I loved this film. Unfortunately,it seems to have cut out more than half its target audience, as it's one of the few and far between films about horses that DOESN'T think that, by taming a horse and putting it to work, you are doing it a huge favour. Let's face it, people that would watch a film about horses are generally those who own one and do put it to work. This film is not afraid to say that actually,horses should be allowed to run wild.
Running Free is the story of a young chestnut colt named Lucky, born on a ship bound for the mines in Namibia, who is rescued and befriended by a young orphaned boy who works in the stables. When he loses both his mother and his newfound friend, owing to evacuation during the war,Lucky must learn to survive on his own, eventually becoming the leader of his own herd. The film is narrated by the horse and told from his point of view.
Despite the various themes of family, friendship and redemption, this film is in no way saccharine or sentimental. There are no soft focus close-ups, or gentle zoom-ins to lamenting music. In fact, the human characters are realistic; the upper class and feared stable owner still has compassion for the orphaned boy, allowing him to keep Lucky despite the foal's lack of noble lineage. What's more, unlike many 'villains', he rejects loading his own prized purebred horse on to the evacuation train, instead ensuring everyone in the mines is taken to safety.

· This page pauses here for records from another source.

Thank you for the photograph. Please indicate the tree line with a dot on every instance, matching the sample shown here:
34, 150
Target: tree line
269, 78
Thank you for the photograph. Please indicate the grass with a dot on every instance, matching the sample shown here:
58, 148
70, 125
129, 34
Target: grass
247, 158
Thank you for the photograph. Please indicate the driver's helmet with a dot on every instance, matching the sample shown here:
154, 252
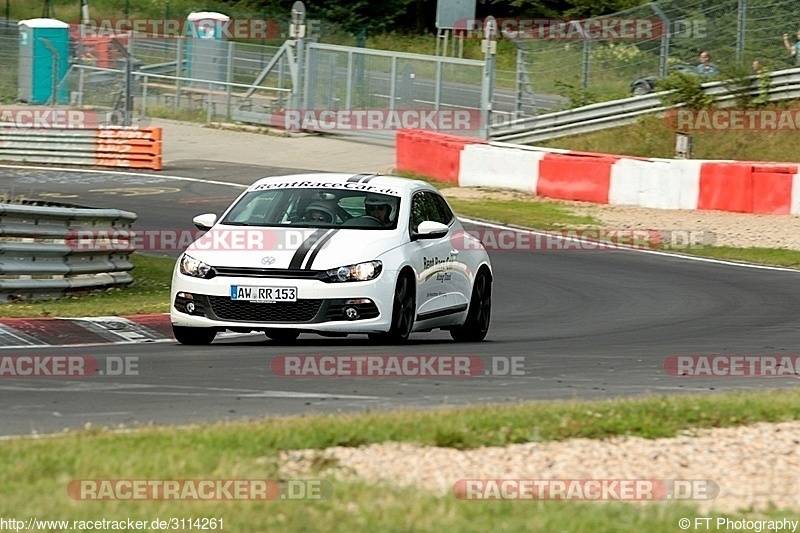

However, there are several suspensions of belief, as the orphaned boy and Lucky somehow survive in the Namibian desert. Lucky too apparently learns his survival skills from a young village girl.
Despite this, I enjoyed Running Free a great deal, as the focus is on the horses, and riding and working them is not seen as normal and acceptable. Neither is there too much sentimentality or blatant moralising, as is found in many family films. If you are interested in horses, it is definitely worth watching, if not, it is at least worth a look for its different perspective.